Демоны без ангелов - Татьяна Степанова
Шрифт:
Интервал:
Закладка:
Из всего разнообразия я бы выбрал новый порядок. Ядерную зиму мы уже пережили вместе с тобой. Вместе с другими.
А чудовища меня не пугают. Ты ведь тоже чудовищен, но я не могу без тебя, мой любимый.
Ты часть меня. Во веки веков и присно – ты часть меня, а я – твоя плоть и кость.
Новый порядок – это звучит… заманчиво. Это как раз то, что нужно для мутировавших в ходе ускоренной эволюции особей и их потомства.
Я ведь всегда ощущал себя не таким. Другим. А потом ты явился ко мне и все объяснил, показал. И я… мы последовали за тобой.
Мутация – это, конечно, страшно и неприятно, это пугает. Но и дарит новые возможности. В следующем поколении они усиливаются, умножаются стократно. Вот почему так важно, чтобы семя проросло и принесло плод.
Новый порядок, который воцарится, я, конечно, не увижу. Я умру. Помнишь, ты приводил пример лосося, бьющегося о пороги, об острые скалы, поднимающегося вверх по течению, сметающего все на своем пути. Могучий инстинкт продолжения рода.
Даже если судьба перегородила русло глухой скалой, лосось-мутант прогрызет себе ход в твердом граните.
Притча? Ты любишь изъясняться притчами. Ты никогда не велишь, не приказываешь прямо – пойди, сделай. Ты искушаешь, ты шепчешь, ты убеждаешь. Твой язык – лукавый, раздвоенный змеиный язык прячется за ошметками плоти. Ты никогда не имел губ, созданных для поцелуев, – ты родился таким.

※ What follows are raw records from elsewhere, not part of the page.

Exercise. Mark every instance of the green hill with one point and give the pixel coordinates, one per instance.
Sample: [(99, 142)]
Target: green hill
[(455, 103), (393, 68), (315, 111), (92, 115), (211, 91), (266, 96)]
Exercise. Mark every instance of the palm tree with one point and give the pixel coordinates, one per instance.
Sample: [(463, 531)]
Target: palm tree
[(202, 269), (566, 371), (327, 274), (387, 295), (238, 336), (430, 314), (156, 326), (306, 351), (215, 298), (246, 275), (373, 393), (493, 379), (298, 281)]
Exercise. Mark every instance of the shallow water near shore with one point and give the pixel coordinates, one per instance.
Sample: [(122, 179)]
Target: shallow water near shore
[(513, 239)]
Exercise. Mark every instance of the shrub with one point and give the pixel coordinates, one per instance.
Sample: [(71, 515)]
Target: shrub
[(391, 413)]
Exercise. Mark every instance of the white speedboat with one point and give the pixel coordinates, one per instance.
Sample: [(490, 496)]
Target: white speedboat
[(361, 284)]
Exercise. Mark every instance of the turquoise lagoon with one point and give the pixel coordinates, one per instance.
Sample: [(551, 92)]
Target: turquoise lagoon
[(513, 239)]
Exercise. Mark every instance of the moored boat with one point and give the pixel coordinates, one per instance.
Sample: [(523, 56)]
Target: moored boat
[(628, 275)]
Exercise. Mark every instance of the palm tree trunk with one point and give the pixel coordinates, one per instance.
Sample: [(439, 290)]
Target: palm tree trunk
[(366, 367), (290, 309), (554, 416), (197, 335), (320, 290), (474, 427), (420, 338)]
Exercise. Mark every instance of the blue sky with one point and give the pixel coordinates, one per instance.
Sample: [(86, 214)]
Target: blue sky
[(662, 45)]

Но ты говоришь, что и чудовища мечтают о продолжении рода, они хотят породить себе подобных и населить мир.
Что же – убить их за это? Облить бензином и сжечь?
Нет, нет, с нами этот номер не пройдет. Ведь ты с нами, ты со мной, мой любимый.
К тебе я взываю в ночи. И ты приходишь ко мне. Если будущее настолько мрачно, что нового порядка действительно не избежать.
Мутировавшая особь – кто это? Нелюдь? А может, полубог или полудемон? Люди всегда боялись богов и обожествляли чудовищ. Или наоборот. Расскажи мне, как было прежде, ты ведь знаешь. Расскажи, как будет потом, – ты ведь и это знаешь.
При новом порядке полубог-полудемон, мутировавшая особь получит больше шансов на выживание. Нет, на лидерство. Если бы речь шла об одном лишь выживании, мы бы не стали так стараться.
Новая раса, новый порядок.
Как не хочется умирать…
Ты, умерший самым первым, воскресший из мертвых, ты ведь тоже не хотел…
А может, ты боялся рождаться, покидать материнское чрево?
У тебя какое-то трепетное отношение к материнскому чреву.
У меня тоже.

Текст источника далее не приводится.